I recognize that picture of the persimmons. We had them all over our farm growing up and had fun with them. We used to put firecrackers through them and throw them as miniature splatter bombs. The cows liked 'em so much we'd have to quash 'em or they'd overeat and bloat.
As it happens, earlier this evening I read a few translations (by John Stevens) of Santoka, sampled from Mountain Tasting, in the anthology Finding the Way Home published this year by White Pine Press, which is also the publisher of Stevens's translation of Mountain Tasting.
I'd come across mention of Santoka here and there, though hadn't specifically sought out his work. I'll need to go do that.
I followed the link to your review of Mountain Tasting, and enjoyed your comments. I also have observed that haiku in English (whether original English or translations from Japanese) tend to work best in the range of 10 to 14 syllables. (I actually arrived at this, years ago, when I went through a couple dozen of Rexroth's haiku translations and counted the syllables -- nearly all of them were between 10 and 14 syllables.)

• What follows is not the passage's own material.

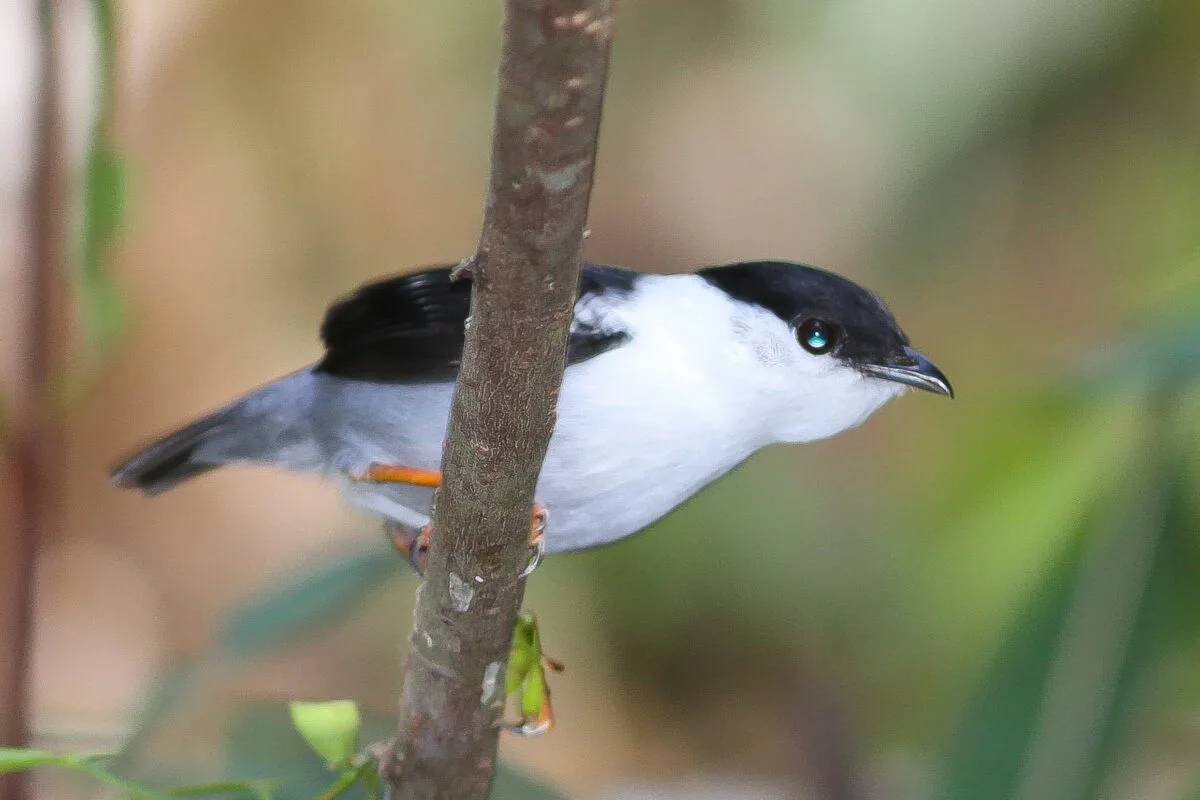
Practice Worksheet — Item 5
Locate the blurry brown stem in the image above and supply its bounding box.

In general, by my count, I've found that when Japanese haiku are translated into English, -- when they're translated well -- the English translations usually have more words than than the original Japanese, but fewer syllables. This I suppose having to do with various differences between the two languages.
Really liked Scott Watson's translations that you've given here, especially the last one:
drizzling.
undying.
What he said in his comments about a single brushstroke. Two words. Just amazing.
Thanks for posting this.
Isn't Scott Watson from Sendai? I do hope he's okay.
Indeed, Michael, Scott is from Sendai and I've received a few emails from him and he is ok. More to you via email.